Prior to both HRV and MRI scan sessions participants were required to abstain from caffeine, tobacco, or strenuous exercise for at least 3 hours and to abstain from alcohol and taking over the counter medications for at least 12 hours. A rest period of five minutes with eyes opened was administered during the MRI scanning session. This period was identical between studies and occurred prior to tasks that were administered during the remainder of the scanning session. AHAB II subsequently administered tasks related to emotion and reward processing and emotion regulation; PIP subsequently administered cognitive conflict tasks designed to be moderately stressful.
We applied group probabilistic independent component analysis (ICA) (Beckmann and Smith, 2004 and Beckmann et al., 2005) to extract the networks of interest, namely DMN and SN. Other networks, such as the occipital visual network, resulting from the ICA were also reviewed and compared with publicly reported networks for result verification. ICA is a multivariate exploratory data analysis method that isolates latent factors. Here, the voxel-wise BOLD signal was modeled as a linear mixture of the signals from a set of ‘hidden’ structures (networks), which were characterized by statistically independent non-Gaussian components. The BOLD time series images of the 219 participants were concatenated to construct the spatial-temporal data matrix Y, which is modeled as the product of a mixing matrix X and a set of independent components B namely, Y=XB+e, where the rows of B represent components and e is Gaussian noise. The matrix, B was solved by finding an unmixing matrix W,WY=B, that optimizes the independence of the components. We used FSL’s MEOLODIC toolbox (Beckmann & Smith 2004, http://fsl.fmrib.ox.ac.uk/fsl/fslwiki/MELODIC), which utilizes the FastICA algorithm to define the non-Gaussianity by negative-entropy and solves the optimization model via fixed-point iteration method (Hyvarinen and Oja 2000).
ICA components (individual functional connectivity maps) were determined by dual regression (Filippini et al., 2009). Specifically, individual temporal mixture weights for all components were estimated first by the regression of individual BOLD time series images on the components attained from the group analysis, and then the individual functional connectivity measures were estimated by the regression of BOLD images on the mixture time series. All the signals were z-transformed before further analysis to avoid tissue variation among participants. The test-retest reliability of ICA metrics using approaches similar to those we employed has been reported as moderately strong (ICC>0.4) (Guo et al., 2012). The individual functional connectivity maps of the DMN component and the SN component were used for the correlation analysis with HRV. The overall strength within the DMN or SN was measured by the mean connectivity strength within the networks.

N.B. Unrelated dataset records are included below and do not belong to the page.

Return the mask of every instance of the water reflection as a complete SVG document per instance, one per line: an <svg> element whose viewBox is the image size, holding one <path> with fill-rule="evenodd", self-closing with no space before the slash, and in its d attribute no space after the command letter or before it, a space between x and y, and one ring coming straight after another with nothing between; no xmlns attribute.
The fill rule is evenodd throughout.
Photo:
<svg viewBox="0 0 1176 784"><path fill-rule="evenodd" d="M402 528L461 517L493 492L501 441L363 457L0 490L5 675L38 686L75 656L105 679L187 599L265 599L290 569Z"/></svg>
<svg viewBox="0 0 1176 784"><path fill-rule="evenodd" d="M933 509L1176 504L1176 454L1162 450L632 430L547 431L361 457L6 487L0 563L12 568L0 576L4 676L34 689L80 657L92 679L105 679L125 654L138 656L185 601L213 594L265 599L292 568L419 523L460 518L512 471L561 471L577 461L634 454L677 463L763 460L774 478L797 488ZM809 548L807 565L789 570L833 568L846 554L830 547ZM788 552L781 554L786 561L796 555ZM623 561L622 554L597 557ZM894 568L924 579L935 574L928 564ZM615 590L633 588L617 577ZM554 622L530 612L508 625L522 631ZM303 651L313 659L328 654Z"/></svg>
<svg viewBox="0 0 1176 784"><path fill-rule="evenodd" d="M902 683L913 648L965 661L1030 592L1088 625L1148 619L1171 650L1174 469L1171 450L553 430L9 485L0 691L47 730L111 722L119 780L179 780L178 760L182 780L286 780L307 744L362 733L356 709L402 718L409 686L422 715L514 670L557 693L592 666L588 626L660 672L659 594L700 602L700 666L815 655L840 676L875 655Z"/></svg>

Associations calculated using the procedures just described identified a region of interest in the mPFC that was common to both DMN and SN (see below). We applied seed based functional connectivity to examine the association of HRV and functional connectivity within this mPFC region-of-interest (ROI). Individual voxel-wise functional connectivity was assessed by a general linear model, with the mean time series in the mPFC ROI as an independent variable. Before the assessment, the time series in each voxel was de-trended, de-spiked, mean-centered, and adjusted for the confounding covariance due to movement, physiological noise, and hemodynamic response using regression. The movement parameters estimated from realignment were used as movement regressors. The physiological noise was modeled by the component-based method (Behzadi et al., 2007), with 3 principal components of BOLD time series from a white matter mask and 2 principal components from a CSF mask. The masks were constructed by using the SPM MNI templates of 95% and 75% probability maps for white matter and CSF respectively; they were further eroded to avoid partial volume effects. The hemodynamic response was modeled by the SPM default hemodynamic response function and its derivative. After the adjustment, the BOLD signals were band-pass filtered (0.008-0.15HZ).
Voxel-wise random effects analysis of connectivity estimates and their correlation with HF-HRV were executed with GLMs implemented in SPM8 and statistically tested at a false positive rate of 0.05 by either family-wise correction threshold implemented in SPM8 or by simulation using 3dClustSim in AFNI (http://afni.nimh.nih.gov), which used a combined threshold of the voxel p-value and a contiguous cluster size threshold.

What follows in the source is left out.